Tuberculosis is one of the top ten causes of death worldwide and the most common cause from a single infectious agent. Current treatment protocols require a cocktail of antibiotics given by skilled medical staff over six months. There is a growing problem of drug resistance, which reduces the options for this patient group.
Hamlet Biopharma will develop a new therapeutic concept to fight tuberculosis using bactericidal peptide drug candidates that show treatment efficacy in animal models.
Tuberculosis (TB) is caused by Mycobacterium tuberculosis and the infections mostly start in the lungs. TB is one of the main causes of death worldwide and about a quarter of the world’s population has latent TB, and are carriers but not clinically ill.
In 2021, approximately 10.6 million people fell ill with TB, and 1.6 million died from the disease (including 0.2 million individuals with HIV). Multidrug-resistant TB (MDR-TB) remains a health security threat and the lack of efficient treatments has created public health crisis. The WHO estimates that last year there were 558 000 new cases with resistance to rifampicin – the most effective first-line drug, of which 82% had MDR-TB.

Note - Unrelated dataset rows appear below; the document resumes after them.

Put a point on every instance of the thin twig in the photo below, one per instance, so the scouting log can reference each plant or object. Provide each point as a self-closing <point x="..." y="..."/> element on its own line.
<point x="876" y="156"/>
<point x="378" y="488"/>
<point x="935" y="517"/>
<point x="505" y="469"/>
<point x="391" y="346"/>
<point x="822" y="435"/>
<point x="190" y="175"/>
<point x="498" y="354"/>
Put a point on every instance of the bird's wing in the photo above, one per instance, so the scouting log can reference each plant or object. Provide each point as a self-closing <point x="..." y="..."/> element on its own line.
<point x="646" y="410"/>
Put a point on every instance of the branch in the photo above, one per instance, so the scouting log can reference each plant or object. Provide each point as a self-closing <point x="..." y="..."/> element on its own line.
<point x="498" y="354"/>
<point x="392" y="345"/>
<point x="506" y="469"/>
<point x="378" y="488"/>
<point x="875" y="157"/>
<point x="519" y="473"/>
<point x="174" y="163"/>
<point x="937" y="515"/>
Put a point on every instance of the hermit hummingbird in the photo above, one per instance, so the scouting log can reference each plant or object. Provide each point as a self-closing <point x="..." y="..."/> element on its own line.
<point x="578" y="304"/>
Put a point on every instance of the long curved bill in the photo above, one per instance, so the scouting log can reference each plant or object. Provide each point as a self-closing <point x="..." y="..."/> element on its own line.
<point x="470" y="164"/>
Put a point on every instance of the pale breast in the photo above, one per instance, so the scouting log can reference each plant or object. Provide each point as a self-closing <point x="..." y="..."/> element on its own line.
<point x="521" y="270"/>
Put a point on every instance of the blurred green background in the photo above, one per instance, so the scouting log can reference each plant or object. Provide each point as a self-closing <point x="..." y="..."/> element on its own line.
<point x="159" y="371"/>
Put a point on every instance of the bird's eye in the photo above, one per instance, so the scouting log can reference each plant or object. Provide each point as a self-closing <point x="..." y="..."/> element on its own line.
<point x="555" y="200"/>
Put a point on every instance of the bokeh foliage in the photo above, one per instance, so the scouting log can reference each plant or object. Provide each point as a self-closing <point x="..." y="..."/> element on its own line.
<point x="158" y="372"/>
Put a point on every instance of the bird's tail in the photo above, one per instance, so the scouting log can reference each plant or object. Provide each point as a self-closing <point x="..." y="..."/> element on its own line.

Treatment for drug-resistant TB has increased the number of drugs used and the treatment time. The new peptide drug works also against infections caused by resistant MDR-TB.
Originally the peptide was isolated from the fungus Pseudoplectania nigrella, also called “ebony cup”. The peptide is active against clinical isolates of multi-drug resistant tuberculosis bacteria in the test tube and has shown potent therapeutic effects in animal models of tuberculosis.
The peptide has been found not to be toxic and is resistant to degradation. There is no evidence of resistance development. The peptide remains stable after intravenous administration in several murine TB infection models. In murine TB models the peptide eliminated M. tuberculosis with efficiency comparable to Rifampicin, which frequently is used to treat tuberculosis and showed an additive effect with isoniazid and ethambutol.
This peptide will now be produced in larger quantities, subjected to further toxicity studies and prepared for clinical trials.